Now, you probably see advertisements for job opportunities—rather than products and services—on billboards. Job postings are more prominent on websites. In-demand talent receives interview requests for jobs they never even applied for.

In other words, recruiters are using marketing and sales tactics to fill open positions. So if you want to attract top talent to your company, you have to start thinking like a marketer.

Here are some marketing principles you can implement today that will help you attract top talent.


Define your ideal candidate

If you want to effectively compete for a certain type of candidate, you have to first define who that candidate is and why they’re a good fit for your organization. Otherwise, you’ll spend time and resources chasing the wrong people, wasting both your time and theirs.

Go beyond the standard demographics that everyone looks at: years of experience, qualifications, seniority level, etc. While important, these give you a one-dimensional understanding of the candidate.

Instead, ask these questions to dig a little deeper:

  • Is this a role that will be actively managed, or do they need to be self-reliant?
  • Can this role function as a remote or hybrid, or does it require someone willing to be in the office full-time?
  • Can you accommodate on-the-job training, or do you need someone fully qualified and ready to hit the ground running from Day 1?

Ultimately, you want to understand not just who the person is, but how they work and what their priorities are. This will provide clarity, whether you’re searching for and screening candidates yourself, or working with a recruiting firm.


Find the “hook” that attracts the candidate

Once you’ve defined your ideal candidate, the next step is to position your company so that you’re the kind of place where that person would want to work.

In a market that’s flooded with opportunity, job seekers have the luxury of being choosy. If you want to stand out from the competition, you have to have a “hook” that draws them to your company—and away from your competitors.

There are a number of factors that come into play here:

  • Brand recognition
  • Reputation
  • Manager/supervisor
  • Exciting special projects
  • Company/office culture

The specific factors you’ll want to emphasize depend entirely on who your ideal candidate is, and the things they value most. If you’ve effectively defined your candidate (per the previous section), you’ll have a clearer idea of what to prioritize as you market the role.


Show the long-term benefits of the role

When career professionals accept a given role, they aren’t taking it because of what it’ll offer them right now. They’re thinking more strategically, about how that role will drive their career forward.

As a result of the talent shortage, many savvy professionals are seeing this as the perfect opportunity to find an opportunity that better suits their long-term goals.

This could mean upskilling in certain areas to stay ahead of shifting trends in the market, especially among engineers and IT professionals. It could also mean that they’re ready to start taking on more leadership roles and becoming managers.

In either case, if you want to stand out and attract great talent, you need to provide them with opportunities to move their careers forward. If not, they’ll simply go with another organization who will.

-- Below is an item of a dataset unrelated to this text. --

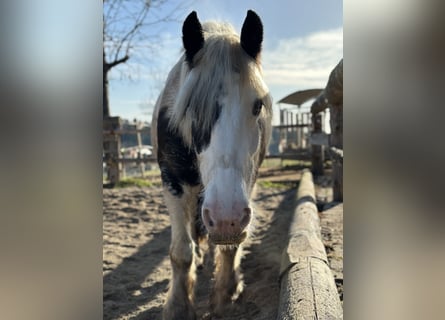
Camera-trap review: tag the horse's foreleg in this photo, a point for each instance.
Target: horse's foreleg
(228, 278)
(179, 303)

Focus on retention, not just acquisition

In marketing, there’s a saying: your best marketing strategy is a happy customer.

In the same way, your best asset when marketing open positions are happy, engaged employees. They can either be your fiercest advocates—or your worst enemies.

A good way to keep them happy is to offer flexibility and agency in their work. If you can offer remote work opportunities, you’ll have a leg up when it comes to attracting quality candidates.

However, having a 100% remote work environment may not be feasible for you. But you can still create more flexible work environments by allowing hybrid office experiences, flexible PTO, and other benefits that can help promote a greater work-life balance.

The point is to ensure that your employee experience is top notch, and that you truly care about them as individuals.


Partner with an internal salesperson

No marketer can do their job without a dedicated salesperson. It’s the same when you’re marketing to candidates—you need someone to “close the deal,” as it were.

After you’ve defined your ideal candidate, positioned your organization, and highlighted the available opportunities, you need to actually sell the candidate on the experience of working with you. That means that you need someone to function as your internal salesperson.

This person could be the hiring manager. But if your hiring manager isn’t a natural salesperson, you may need someone to come along and help them during the interview process.

If a candidate doesn’t get excited about working with you, odds are they’re not going to take the job.


Remember the candidate’s “why”

In today’s dynamic job market, it’s easy to forget that employers have value that brings candidates to the table:

  • Company culture & work environment
  • Teams & personnel
  • Development & mentorship opportunities
  • Perks & benefits

Different candidates have different motivations. Some want opportunities to push themselves and upskill, others want a dynamic company culture, and others want flexibility. Attracting quality candidates requires that you become crystal clear on what you’re looking for, and what you have to offer them, and whether that fits with their own career goals. So it’s important that you be very clear on what you have to offer them and whether that’s going to be a good fit.

If you have a competitive offer for the candidate, and you’re able to effectively communicate that offer, you’ll certainly stand out from the competition. Only then will you be able to attract the best candidates in your territory.